Rethinking poverty: aligning our solutions with Kiwi culture
Context influences everything we do as humans. You wouldn’t set up your tent right in front the toilet block, nor would you place it on the edge of the river. Even if you had the best tent or a 40-foot RV, you would still look around to find a suitable spot: sheltered and away from the droves of hyper kids in scooter gangs or the rowdy group with a box-wine per person. You survey the wider context and surroundings of where you’ll be staying.
Well, just like going camping, when we try and devise solutions for problems in our society, we need to look around and understand the wider landscape we’re working in.
Our surroundings matter
Taking context into consideration is the first valuable step when addressing wicked and fundamentally systemic problems like reducing poverty and the widening inequality gap. No matter how successfully nudges, frameworks and behaviour change programmes have been implemented in other societies, they will encounter problems in New Zealand if they clash with our collective psyche.
Taika Waititi’s Give Nothing to Racism campaign is a great example of swimming with the cultural current. Kiwis are non-confrontational and don’t over embellish. By calling out those who are “just a bit racist” and with the key action to ‘just be quiet and give nothing’, it’s a pill we can swallow and a message we can get behind. Asking Kiwis to go hammer and tongs after racism would have been a different story.
If we talked about benefits as an ‘equaliser’ or an ‘enrichment’ it could help these ‘hand outs’ feel more like the equitable staggered start on life’s racetrack.
Culture is our reaction to the flow and flux around us. It’s not only the ever-changing phenomena around us – from technology, the environment, politics, to what’s trending on Netflix and the banter on the bus – but how we respond to all of it. Culture is the unspoken rules and codes that we all play by. It’s why we’re so offended when people from overseas mistake us for Australians. It can be hard to explain the specific differences, but we all feel them – it’s our cultural DNA.
Are we walking the walk?
When it comes to poverty, there are some ingrained Kiwi codes we can draw on to tackle the problem. After completing an anthropological study all around New Zealand, TRA in partnership with True developed six Kiwi Cultural Codes* that determine the unspoken rules we play by.
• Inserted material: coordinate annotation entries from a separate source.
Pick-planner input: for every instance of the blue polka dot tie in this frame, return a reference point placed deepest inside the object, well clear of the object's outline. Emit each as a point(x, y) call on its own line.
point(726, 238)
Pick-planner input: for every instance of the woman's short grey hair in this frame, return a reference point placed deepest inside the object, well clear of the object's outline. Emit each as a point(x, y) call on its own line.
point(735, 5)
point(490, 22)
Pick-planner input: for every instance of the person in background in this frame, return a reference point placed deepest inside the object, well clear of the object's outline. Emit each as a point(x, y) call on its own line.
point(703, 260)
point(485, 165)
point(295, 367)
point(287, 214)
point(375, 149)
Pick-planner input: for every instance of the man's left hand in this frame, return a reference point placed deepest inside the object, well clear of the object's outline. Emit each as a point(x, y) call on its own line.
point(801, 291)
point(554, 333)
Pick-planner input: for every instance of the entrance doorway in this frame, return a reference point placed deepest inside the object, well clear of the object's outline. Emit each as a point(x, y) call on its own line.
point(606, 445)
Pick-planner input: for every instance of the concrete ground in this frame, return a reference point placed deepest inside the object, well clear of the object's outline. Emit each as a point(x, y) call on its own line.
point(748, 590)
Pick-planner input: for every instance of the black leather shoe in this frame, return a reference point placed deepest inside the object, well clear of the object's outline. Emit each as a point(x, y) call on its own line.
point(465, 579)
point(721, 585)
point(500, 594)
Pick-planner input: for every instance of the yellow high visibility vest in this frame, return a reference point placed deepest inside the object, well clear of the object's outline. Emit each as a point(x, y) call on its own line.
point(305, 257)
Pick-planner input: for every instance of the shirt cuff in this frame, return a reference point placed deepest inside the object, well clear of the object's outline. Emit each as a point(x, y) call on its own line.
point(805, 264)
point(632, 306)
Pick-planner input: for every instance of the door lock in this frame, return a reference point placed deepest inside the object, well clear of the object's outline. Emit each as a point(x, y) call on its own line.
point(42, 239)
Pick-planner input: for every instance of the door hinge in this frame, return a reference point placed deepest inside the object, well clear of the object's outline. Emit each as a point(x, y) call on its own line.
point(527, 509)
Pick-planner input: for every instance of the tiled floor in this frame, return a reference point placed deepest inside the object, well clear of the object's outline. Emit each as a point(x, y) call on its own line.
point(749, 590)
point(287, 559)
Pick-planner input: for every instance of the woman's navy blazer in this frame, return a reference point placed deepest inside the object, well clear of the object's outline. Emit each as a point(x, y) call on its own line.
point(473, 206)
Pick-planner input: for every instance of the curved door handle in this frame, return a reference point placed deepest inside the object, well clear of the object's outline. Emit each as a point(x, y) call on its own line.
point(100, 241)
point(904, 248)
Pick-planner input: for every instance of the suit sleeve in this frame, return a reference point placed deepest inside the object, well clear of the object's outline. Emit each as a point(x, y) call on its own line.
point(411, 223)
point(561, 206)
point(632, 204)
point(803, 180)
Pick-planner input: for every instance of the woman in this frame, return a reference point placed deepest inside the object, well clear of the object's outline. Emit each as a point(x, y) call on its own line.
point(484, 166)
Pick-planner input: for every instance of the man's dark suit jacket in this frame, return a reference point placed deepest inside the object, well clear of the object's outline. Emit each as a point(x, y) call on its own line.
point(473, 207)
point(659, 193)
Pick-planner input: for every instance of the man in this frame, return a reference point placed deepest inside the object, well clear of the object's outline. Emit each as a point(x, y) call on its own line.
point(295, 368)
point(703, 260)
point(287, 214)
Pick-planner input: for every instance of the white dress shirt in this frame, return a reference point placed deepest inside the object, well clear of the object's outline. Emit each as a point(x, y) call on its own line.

One of these codes was social equivalence – or at least a belief in this idea.
As a nation, we’re known for our egalitarianism and standing up for what’s right – but we don’t always see it or feel it day to day. We know that we want to be a fair, moral country but it’s hard to claim this when we see our poverty stats in the media day after day. Kiwis know there is a case for change when it comes to addressing poverty, that comes through loud and clear.
Reframing the issue
More relevant for tackling poverty is Kiwi’s notion of individuality and self-determination. We feel that people have the right to be who they are and that everyone has the right to a fair go, but don’t undermine the collective. We’re okay with individuality as long as it’s backed up, well-earned and genuine. But don’t expect special treatment, we treat everyone the same. It’s why we get riled up when someone is using their phone on a flight – why are they so special that they get to disobey the collective rules?
The tension between individual differences and the collective brings up the old notion of a ‘hand up, not a hand out’. The idea that some people can get a hand out (aka special treatment) doesn’t sit well with our culture that believes that everyone gets treated the same.
This is a real challenge to overcome for our society, especially when we consider that large numbers of New Zealanders do not start on an even playing field and need the so called ‘hand out’ just to put food on the table. We’re expecting everyone to flourish when some of us are malnourished, live in overcrowded, damp houses and have gone through decades of toxic stress.
One small step in aligning policy initiatives to our collective culture and broaching the need for equity over just equality would be to simply start with the language we use. ‘Beneficiaries’ and the ‘benefit’ automatically implies that people who require support to survive are advantaged. It directly goes against the grain that we are all on equal ground and reaffirms the idea of unfair bludging. If we talked about benefits as an ‘equaliser’ or an ‘enrichment’ it could help these ‘hand outs’ feel more like the equitable staggered start on life’s racetrack.